Mándasme, señor, que haga saber a Laureola cuál te vi, para lo cual hallo grandes inconvenientes, porque un hombre de nación extraña, ¿qué forma se podrá dar para negociación semejante? Y no solamente hay esta duda, pero otras muchas: la rudeza de mi ingenio, la diferencia de la lengua, la grandeza de Laureola, la gravedad del negocio... Así que en otra cosa no hallo aparejo sino en sola mi voluntad, la cual vence todos los inconvenientes dichos. Que para tu servicio la tengo tan ofrecida como si hubiese sido tuyo después que nací. Yo haré de grado lo que mandas. Plega a Dios que lleve tal la dicha como el deseo, porque tu deliberación sea testigo de mi diligencia.

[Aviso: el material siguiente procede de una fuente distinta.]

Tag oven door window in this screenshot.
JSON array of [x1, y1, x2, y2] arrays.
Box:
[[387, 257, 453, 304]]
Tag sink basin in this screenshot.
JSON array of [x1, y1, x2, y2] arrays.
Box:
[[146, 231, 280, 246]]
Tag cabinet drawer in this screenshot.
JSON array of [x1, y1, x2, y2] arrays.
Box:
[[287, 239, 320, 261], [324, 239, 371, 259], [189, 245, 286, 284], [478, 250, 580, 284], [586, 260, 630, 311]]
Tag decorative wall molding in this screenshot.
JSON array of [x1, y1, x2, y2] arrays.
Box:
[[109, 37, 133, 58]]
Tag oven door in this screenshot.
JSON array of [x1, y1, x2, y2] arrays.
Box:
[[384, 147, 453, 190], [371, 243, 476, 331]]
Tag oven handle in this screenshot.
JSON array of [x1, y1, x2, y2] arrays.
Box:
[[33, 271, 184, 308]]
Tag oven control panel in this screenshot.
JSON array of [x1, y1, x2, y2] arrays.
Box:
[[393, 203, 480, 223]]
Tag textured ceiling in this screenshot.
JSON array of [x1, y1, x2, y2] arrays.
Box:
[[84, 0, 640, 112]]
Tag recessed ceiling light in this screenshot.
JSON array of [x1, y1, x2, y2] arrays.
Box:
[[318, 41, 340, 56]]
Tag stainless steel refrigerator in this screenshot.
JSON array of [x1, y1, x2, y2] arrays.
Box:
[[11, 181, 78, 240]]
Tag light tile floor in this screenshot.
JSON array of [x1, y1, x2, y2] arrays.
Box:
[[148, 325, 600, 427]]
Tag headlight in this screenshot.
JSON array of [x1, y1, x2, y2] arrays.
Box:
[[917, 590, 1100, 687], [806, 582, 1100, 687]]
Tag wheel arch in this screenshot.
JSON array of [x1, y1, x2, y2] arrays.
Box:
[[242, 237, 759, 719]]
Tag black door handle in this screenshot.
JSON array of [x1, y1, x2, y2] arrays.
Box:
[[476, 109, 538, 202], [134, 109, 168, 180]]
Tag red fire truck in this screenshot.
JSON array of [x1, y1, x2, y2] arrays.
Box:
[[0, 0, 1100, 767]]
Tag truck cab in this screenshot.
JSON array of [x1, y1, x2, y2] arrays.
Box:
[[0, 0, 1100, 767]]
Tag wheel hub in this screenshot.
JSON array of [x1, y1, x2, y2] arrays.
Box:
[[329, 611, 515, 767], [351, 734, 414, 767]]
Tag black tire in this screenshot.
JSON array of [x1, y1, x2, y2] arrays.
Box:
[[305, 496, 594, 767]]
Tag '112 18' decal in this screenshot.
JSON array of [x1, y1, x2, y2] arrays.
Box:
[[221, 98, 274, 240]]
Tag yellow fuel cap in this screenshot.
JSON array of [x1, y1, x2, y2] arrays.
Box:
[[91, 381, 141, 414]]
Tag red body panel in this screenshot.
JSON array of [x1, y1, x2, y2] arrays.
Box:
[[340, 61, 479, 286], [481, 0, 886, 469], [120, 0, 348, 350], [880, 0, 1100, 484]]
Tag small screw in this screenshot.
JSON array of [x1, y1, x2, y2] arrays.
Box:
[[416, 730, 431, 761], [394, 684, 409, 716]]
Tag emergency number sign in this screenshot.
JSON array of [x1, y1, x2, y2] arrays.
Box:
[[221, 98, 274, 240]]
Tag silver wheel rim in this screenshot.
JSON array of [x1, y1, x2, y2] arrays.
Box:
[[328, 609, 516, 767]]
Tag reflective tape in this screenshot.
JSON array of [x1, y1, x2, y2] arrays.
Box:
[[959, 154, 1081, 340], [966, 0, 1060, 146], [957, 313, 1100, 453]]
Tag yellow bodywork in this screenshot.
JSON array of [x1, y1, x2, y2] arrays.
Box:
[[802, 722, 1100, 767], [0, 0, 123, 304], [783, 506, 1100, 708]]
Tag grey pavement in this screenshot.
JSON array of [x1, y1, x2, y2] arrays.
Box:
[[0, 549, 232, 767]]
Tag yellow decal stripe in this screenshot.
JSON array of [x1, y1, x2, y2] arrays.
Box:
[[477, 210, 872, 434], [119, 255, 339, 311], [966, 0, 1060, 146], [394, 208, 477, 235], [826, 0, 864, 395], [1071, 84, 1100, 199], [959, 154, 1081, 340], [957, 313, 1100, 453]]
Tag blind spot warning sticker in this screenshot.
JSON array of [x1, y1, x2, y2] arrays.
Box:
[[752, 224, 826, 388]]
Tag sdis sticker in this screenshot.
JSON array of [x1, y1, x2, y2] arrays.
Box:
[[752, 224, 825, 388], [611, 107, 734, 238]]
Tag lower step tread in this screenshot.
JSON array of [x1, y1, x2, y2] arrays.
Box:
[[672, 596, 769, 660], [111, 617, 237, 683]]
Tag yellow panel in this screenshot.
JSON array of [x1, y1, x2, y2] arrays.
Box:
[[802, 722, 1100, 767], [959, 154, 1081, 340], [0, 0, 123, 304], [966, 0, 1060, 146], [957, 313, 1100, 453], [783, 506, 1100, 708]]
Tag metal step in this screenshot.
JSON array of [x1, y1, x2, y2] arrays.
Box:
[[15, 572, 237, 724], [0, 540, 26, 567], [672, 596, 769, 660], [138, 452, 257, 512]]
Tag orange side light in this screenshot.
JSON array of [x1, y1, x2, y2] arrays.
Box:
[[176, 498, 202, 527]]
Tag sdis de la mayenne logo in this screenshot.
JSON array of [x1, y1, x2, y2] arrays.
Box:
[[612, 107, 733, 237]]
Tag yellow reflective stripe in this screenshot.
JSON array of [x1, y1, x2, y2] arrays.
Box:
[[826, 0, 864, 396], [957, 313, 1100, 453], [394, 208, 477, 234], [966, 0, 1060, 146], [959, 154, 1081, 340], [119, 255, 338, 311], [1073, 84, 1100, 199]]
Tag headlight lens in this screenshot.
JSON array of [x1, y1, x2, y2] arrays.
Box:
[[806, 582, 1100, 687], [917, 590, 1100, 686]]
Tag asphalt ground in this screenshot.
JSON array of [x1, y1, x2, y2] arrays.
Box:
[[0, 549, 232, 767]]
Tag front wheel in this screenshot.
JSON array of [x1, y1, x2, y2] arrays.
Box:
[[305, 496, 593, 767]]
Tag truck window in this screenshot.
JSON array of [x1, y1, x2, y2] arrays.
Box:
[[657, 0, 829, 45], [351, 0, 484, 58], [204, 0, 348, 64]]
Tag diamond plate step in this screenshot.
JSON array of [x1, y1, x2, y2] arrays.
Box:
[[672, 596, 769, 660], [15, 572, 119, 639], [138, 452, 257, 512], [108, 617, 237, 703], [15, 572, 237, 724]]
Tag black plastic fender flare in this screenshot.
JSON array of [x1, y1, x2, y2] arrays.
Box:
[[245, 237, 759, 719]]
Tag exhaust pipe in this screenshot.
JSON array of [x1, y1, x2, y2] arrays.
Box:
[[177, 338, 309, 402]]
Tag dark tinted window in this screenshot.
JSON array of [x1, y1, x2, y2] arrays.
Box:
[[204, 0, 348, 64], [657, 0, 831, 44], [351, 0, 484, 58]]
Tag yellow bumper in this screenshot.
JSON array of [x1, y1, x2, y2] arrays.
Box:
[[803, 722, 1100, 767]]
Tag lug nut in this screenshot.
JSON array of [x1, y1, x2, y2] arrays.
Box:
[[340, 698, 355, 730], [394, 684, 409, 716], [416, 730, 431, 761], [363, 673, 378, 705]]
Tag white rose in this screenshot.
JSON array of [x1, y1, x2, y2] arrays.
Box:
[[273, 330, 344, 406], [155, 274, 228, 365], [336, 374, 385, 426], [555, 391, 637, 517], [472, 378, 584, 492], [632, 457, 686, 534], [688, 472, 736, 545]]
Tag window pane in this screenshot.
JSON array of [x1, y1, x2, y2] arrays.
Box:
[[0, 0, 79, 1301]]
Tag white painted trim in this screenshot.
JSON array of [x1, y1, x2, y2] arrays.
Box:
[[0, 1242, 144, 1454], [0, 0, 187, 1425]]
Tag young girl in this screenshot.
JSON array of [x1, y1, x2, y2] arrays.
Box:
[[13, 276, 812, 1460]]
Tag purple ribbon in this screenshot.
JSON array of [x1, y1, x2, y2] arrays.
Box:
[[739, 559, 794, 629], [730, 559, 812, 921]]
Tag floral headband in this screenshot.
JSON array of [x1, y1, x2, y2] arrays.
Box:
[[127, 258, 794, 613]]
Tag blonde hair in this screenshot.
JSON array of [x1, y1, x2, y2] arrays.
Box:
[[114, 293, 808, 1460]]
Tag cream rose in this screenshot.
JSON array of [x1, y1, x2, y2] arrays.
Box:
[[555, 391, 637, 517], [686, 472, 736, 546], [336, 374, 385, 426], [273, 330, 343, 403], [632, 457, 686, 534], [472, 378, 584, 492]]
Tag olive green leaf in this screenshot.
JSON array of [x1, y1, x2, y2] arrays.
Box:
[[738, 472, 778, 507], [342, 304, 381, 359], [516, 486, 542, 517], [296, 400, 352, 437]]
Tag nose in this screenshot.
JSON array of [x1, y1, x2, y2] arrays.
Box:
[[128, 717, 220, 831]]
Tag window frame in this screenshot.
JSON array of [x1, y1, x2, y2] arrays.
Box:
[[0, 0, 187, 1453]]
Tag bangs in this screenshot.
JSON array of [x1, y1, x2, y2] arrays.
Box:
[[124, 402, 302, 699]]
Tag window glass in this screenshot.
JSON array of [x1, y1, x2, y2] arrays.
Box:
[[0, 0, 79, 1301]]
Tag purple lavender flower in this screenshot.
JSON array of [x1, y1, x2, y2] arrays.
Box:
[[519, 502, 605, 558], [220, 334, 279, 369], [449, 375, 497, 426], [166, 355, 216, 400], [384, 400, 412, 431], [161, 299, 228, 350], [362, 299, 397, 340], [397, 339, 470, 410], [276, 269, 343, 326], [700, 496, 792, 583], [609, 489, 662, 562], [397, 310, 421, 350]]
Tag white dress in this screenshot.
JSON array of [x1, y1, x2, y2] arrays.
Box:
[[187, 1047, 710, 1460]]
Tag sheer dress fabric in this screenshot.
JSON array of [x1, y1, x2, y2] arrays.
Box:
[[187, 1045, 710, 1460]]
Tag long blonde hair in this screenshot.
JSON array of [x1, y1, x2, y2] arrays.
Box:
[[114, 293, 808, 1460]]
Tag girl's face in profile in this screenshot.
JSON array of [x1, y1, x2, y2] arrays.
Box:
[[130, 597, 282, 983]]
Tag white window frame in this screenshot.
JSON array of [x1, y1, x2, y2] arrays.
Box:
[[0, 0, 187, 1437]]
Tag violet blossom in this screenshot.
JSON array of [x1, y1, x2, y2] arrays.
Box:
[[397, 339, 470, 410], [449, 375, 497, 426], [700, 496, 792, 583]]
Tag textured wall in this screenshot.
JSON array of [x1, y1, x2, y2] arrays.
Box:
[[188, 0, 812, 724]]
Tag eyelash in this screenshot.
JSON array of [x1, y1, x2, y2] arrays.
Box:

Tanta afición te tengo y tanto me ha obligado amarte tu nobleza, que habría tu remedio por galardón de mis trabajos. Entre tanto que voy, debes templar tu sentimiento con mi esperanza, porque cuando vuelva, si algún bien te trajere, tengas alguna parte viva con que puedas sentirlo.



El autor

Y como acabé de responder a Leriano en la manera que es escrita, informeme del camino de Suria, ciudad donde estaba a la sazón el rey de Macedonia, que era media jornada de la prisión donde partí. Y puesto en obra mi camino, llegué a la corte y después que me aposenté, fui a palacio por ver el trato y estilo de la gente cortesana, y también para mirar la forma del aposentamiento, por saber dónde me cumplía ir, estar o aguardar para el negocio que quería aprender. E hice esto ciertos días por aprender mejor lo que más me conviniese. Y cuanto más estudiaba en la forma que tendría, menos disposición se me ofrecía para lo que deseaba, y buscadas todas las maneras que me habían de aprovechar, hallé la más aparejada comunicarme con algunos mancebos cortesanos de los principales que allí veía. Y como generalmente entre aquellos se suele hallar la buena crianza, así me trataron y dieron cabida, que en poco tiempo yo fui tan estimado entre ellos como si fuera de su natural nación, de forma que vine a noticia de las damas. Y así de poco en poco hube de ser conocido de Laureola, y habiendo ya noticia de mí, por más participarme con ella contábale las cosas maravillosas de España, cosa de que mucho holgaba. Pues viéndome tratado de ella como servidor, pareciome que le podría ya decir lo que quisiese, y un día que la vi en una sala apartada de las damas, puesta la rodilla en el suelo, díjele lo siguiente:



El autor a Laureola

No les está menos bien el perdón a los poderosos cuando son deservidos, que a los pequeños la venganza cuando son injuriados. Porque los unos se enmiendan por honra y los otros perdonan por virtud, lo cual, si a los grandes hombres es debido, más y mucho más a las generosas mujeres, que tienen el corazón real de su nacimiento y la piedad natural de su condición. Digo esto, señora, porque para lo que te quiero decir halle osadía en tu grandeza, porque no la puedes tener sin magnificencia. Verdad es que primero que me determinase estuve dudoso, pero en el fin de mis dudas tuve por mejor, si inhumanamente me quisieses tratar, padecer pena por decir que sufrirla por callar.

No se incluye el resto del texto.